Here's what the full rule looks like in practice:

rule degenotate:
        input:
                genome="data/assemblies/{assembly}.fa",
                annot="data/annotations/{assembly}.gff3"
        output:
                "data/{assembly}_fourfoldDegenerateSites.bed"
        params:
                outputFolder="data/degenotateOutput/{assembly}"
        threads: 1
        conda:
                "../envs/degenotate.yml"
        shell:
                """
                # before running degenotate, check that correct python version is installed
                echo $CONDA_PREFIX

                # run degenotate, remove any extra information in fasta header after initial key
                # if previous run failed, overwrite that failed run
                $CONDA_PREFIX/bin/python $CONDA_PREFIX/bin/degenotate.py --overwrite -d " " -a {input.annot} -g {input.genome} -o {params.outputFolder}

                # subset out four-fold degenerate sites, degenotate has an option for this too
                awk '(($5 == 4))' {params.outputFolder}/degeneracy-all-sites.bed > {output}
                """

where degenotate.yml is simply:

name: degenotate

dependencies:
 - degenotate=1.0.0

Let me know if that makes sense.
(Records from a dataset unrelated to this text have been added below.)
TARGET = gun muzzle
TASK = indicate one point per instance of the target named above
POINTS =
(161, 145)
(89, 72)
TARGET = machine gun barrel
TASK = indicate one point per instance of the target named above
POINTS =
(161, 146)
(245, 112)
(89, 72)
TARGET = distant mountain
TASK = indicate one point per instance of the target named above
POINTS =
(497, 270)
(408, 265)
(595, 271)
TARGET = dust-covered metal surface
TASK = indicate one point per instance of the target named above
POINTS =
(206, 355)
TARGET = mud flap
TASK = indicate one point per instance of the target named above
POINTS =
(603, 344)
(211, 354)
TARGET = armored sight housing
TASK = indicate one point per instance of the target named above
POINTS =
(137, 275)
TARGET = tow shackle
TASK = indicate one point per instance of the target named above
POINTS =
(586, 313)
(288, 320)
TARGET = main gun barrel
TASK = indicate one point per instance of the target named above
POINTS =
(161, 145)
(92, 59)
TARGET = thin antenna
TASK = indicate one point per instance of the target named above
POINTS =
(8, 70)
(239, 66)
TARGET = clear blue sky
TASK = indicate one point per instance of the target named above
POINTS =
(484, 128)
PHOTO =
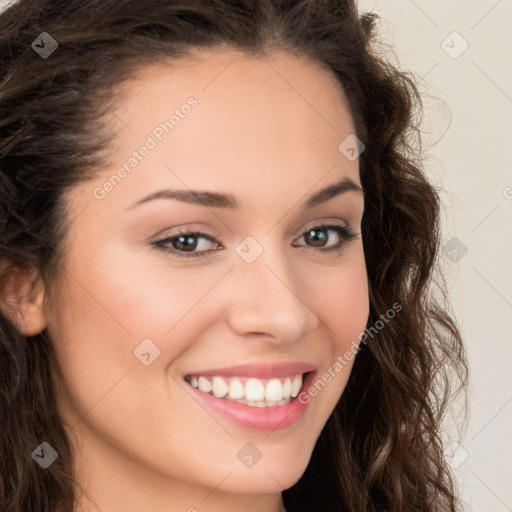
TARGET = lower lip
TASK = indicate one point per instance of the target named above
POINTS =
(259, 418)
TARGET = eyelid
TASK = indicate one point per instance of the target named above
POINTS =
(344, 231)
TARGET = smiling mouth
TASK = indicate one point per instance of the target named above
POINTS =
(251, 391)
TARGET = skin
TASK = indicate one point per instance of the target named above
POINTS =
(143, 442)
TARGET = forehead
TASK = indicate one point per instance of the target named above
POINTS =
(256, 125)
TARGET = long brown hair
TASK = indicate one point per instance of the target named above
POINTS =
(381, 448)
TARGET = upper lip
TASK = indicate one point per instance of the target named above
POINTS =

Bottom line: this seems to work as a way to call degenotate from snakemake!

Thanks very much for all of your help!

gwct commented 1 year ago

Awesome, glad there's a way to make it work! I think @tsackton has also been trying to work degenotate into a snakemake pipeline. I wonder if he's run into a similar issue and has any other solutions?

tsackton commented 1 year ago

I spent a little time working on this today. It looks like in order to get degenotate to install from conda with the correct python version via snakemake, you need to make sure that conda-forge and bioconda are both in your environment yaml file, e.g.:

channels:
  - conda-forge
  - bioconda
  - defaults
dependencies:
 - degenotate

At least for me this has fixed any issues with using degenotate with snakemake.

I am going to close this issue now but we can reopen it if there are new developments or bugs.